Importance of site: When the data from the six clinical sites were analyzed separately, it turned out that four of the six sites had produced outstanding improvements in cognition, but the other two had almost no improvement — at those two sites, the standard of care control group did just as well as the protocol treatment group. In one case, this was likely because the physician relegated the treatment to an untrained junior physician. Still, whatever the cause, the implication is clear: just as in surgical procedures (and unlike prescription pad medicine), the team of practitioners — from physicians to health coaches to nutritionists to physical trainers — makes all the difference, and thus identifying an experienced and successful team is paramount in achieving the best outcomes.

The complexities of biomarkers: Blood-based biomarkers have only recently become available for diagnosing and following patients with cognitive decline or risk for decline, and these are offered as BrainScan, which utilizes the most sensitive testing for p-tau 217, provided by Neurocode. This same Neurocode group, led by Dr. Hans Frykman, evaluated the biomarkers in the Evanthea Trial, and although not all data are in yet, we have already seen that there are some complexities in these tests: for example, in multiple patients who did very well, with marked improvements in cognitive outcomes, their p-tau 217 initially increased (instead of decreasing, as one would expect from the cognitive improvement) in association with weight loss. In other patients, one baseline biomarker may have been compatible with Alzheimer’s, but another has fallen within the normal range — perhaps simply because the patient was still in the earliest phase of the disease. The good news is that, overall, the markers improved in association with cognitive improvement.

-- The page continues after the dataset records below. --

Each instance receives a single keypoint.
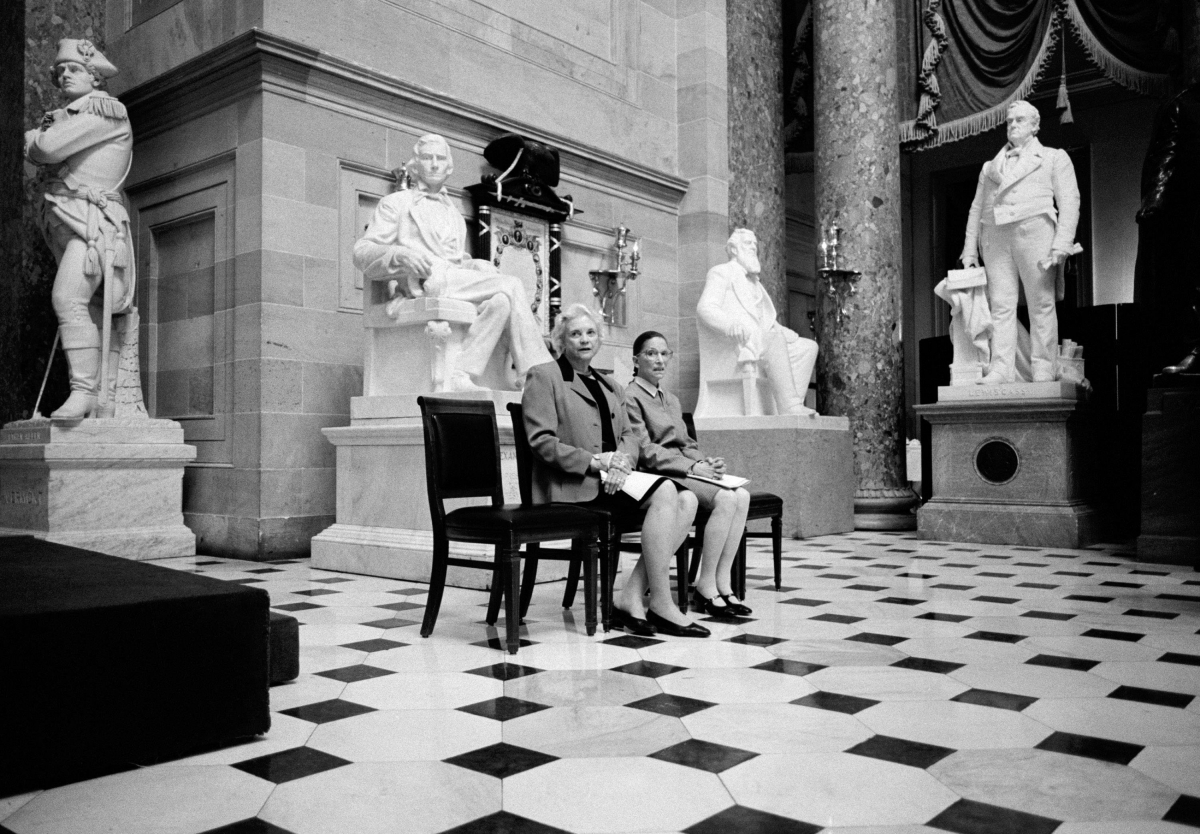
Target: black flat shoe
(635, 625)
(708, 606)
(737, 609)
(672, 630)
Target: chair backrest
(690, 421)
(462, 451)
(523, 451)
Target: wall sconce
(609, 285)
(839, 281)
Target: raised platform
(808, 461)
(111, 663)
(383, 510)
(108, 485)
(1170, 474)
(1012, 471)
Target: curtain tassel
(1063, 102)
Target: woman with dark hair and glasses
(577, 426)
(667, 449)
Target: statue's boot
(81, 343)
(1189, 364)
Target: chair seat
(483, 522)
(765, 504)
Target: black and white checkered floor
(892, 687)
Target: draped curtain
(977, 57)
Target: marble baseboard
(137, 544)
(1068, 526)
(809, 462)
(408, 555)
(109, 485)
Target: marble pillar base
(808, 461)
(383, 509)
(111, 485)
(1170, 475)
(1011, 472)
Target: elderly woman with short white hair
(577, 426)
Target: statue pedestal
(1011, 466)
(808, 461)
(383, 509)
(1170, 475)
(111, 485)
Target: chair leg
(739, 569)
(607, 574)
(589, 555)
(437, 585)
(777, 544)
(697, 545)
(573, 583)
(497, 595)
(511, 563)
(682, 576)
(529, 576)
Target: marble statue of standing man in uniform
(84, 150)
(1023, 217)
(418, 237)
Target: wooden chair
(618, 525)
(462, 460)
(762, 505)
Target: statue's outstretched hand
(738, 331)
(412, 264)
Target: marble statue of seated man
(739, 336)
(417, 238)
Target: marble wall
(265, 131)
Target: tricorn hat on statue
(84, 52)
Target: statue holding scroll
(417, 243)
(1023, 220)
(739, 336)
(84, 151)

There are mountains of data yet to be analyzed, and so much to be learned from this trial. My hope is that this precision medicine trial, and others like it in the future, will bring us all a major step closer to reducing the societal burden of neurodegenerative disease.

The insights shared here are based on preliminary observations from the Evanthea clinical trial. Full data analysis and peer-reviewed publication are in progress, and final results will be shared as soon as they are available.